Tenants putting the brakes on rent rises, warns ARLA

Tenants putting the brakes on rent rises, warns ARLA

Fewer tenants are experiencing rent increases, according to the Association of Residential Letting Agents’ monthly market report.

The number of letting agents reporting rent increases for tenants fell to 25 per cent in October compared to 32 per cent in September – the newer figure is the lowest this year. 

Demand for rental properties dropped in October, alongside supply of available housing – a trend typical of the time of year.  ARLA agents registered 33 new tenants on average per branch this month, the lowest amount this year.

However, the London rental market bucked this trend. 
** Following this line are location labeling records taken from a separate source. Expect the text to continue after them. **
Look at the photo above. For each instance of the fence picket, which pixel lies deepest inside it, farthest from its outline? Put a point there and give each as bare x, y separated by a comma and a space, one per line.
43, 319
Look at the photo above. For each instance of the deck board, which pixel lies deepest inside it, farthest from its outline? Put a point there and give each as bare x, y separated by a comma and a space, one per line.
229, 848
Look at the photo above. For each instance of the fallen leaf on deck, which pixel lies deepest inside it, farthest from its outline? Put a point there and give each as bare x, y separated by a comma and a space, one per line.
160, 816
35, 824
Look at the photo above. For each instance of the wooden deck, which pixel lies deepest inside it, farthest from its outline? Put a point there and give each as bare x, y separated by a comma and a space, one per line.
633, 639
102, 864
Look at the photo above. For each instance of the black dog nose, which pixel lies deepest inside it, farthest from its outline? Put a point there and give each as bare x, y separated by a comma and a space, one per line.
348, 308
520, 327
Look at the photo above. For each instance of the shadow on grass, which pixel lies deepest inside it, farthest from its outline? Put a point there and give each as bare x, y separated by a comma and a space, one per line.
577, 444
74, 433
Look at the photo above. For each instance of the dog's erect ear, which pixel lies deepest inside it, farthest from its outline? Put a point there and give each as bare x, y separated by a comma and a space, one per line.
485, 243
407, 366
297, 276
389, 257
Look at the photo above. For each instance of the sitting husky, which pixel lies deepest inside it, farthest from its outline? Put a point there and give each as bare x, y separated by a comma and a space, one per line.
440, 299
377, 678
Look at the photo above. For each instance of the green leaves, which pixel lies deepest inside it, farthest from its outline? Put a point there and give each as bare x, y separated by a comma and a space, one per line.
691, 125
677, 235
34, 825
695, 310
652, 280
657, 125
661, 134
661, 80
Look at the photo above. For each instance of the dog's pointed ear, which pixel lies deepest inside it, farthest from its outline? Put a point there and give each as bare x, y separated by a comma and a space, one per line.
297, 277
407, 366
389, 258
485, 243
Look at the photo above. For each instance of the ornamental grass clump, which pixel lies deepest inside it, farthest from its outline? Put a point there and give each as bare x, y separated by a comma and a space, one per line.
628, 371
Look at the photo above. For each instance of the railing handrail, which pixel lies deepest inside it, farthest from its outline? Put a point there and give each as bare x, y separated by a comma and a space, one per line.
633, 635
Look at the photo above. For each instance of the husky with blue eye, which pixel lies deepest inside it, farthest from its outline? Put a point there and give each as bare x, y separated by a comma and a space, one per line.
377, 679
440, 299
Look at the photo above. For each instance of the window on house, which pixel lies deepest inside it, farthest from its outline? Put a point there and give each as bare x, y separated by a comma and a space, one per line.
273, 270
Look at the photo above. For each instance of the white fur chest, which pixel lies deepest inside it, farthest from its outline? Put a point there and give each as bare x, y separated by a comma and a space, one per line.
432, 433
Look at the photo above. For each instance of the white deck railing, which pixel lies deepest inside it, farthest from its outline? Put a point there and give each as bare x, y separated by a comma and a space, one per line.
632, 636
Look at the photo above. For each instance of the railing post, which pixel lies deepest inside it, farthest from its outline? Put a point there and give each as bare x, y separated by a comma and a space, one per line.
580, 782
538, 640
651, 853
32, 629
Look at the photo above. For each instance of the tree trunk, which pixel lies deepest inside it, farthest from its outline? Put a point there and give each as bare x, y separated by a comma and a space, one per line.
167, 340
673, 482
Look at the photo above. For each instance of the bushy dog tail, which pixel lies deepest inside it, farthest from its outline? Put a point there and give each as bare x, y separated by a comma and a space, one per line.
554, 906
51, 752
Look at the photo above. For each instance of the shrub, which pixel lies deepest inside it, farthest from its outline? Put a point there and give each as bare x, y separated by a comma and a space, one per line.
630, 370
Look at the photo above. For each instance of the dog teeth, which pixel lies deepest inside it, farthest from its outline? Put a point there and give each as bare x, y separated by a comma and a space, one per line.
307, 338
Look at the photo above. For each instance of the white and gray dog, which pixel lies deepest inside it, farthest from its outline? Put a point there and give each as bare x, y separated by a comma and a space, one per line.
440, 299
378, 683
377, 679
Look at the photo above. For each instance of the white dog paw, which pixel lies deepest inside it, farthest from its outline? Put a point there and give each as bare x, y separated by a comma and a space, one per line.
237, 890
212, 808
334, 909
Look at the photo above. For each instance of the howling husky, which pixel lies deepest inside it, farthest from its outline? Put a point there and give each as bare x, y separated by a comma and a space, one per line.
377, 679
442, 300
The report found that demand for rental housing in London continued to increase in October – with an average of 42 prospective tenants registered per branch, up from 39 in September – an eight per cent increase.

Supply of rental accommodation decreased in line with demand, dropping from 182 properties on average per branch in September, to just 173 in October. 

However, prospective renters in the East of England and the South West will have better luck finding a property; agents in those regions managed more properties in October than September, with 199 and 184 properties managed respectively.

ARLA managing director David Cox anticipates more of the same in 2016. 

“We’d hope to see the number of tenants experiencing rent hikes remain low with supply and demand levelling out. However, a lot is resting on the economic and political agenda” he says. 

“We’re still waiting for new houses, promised by the Prime Minister to be built. Whilst this will take pressure off the rental prices as supply rises, the changes to landlord tax proposed under the Finance Bill is likely to discourage new landlords from entering the market” notes Cox.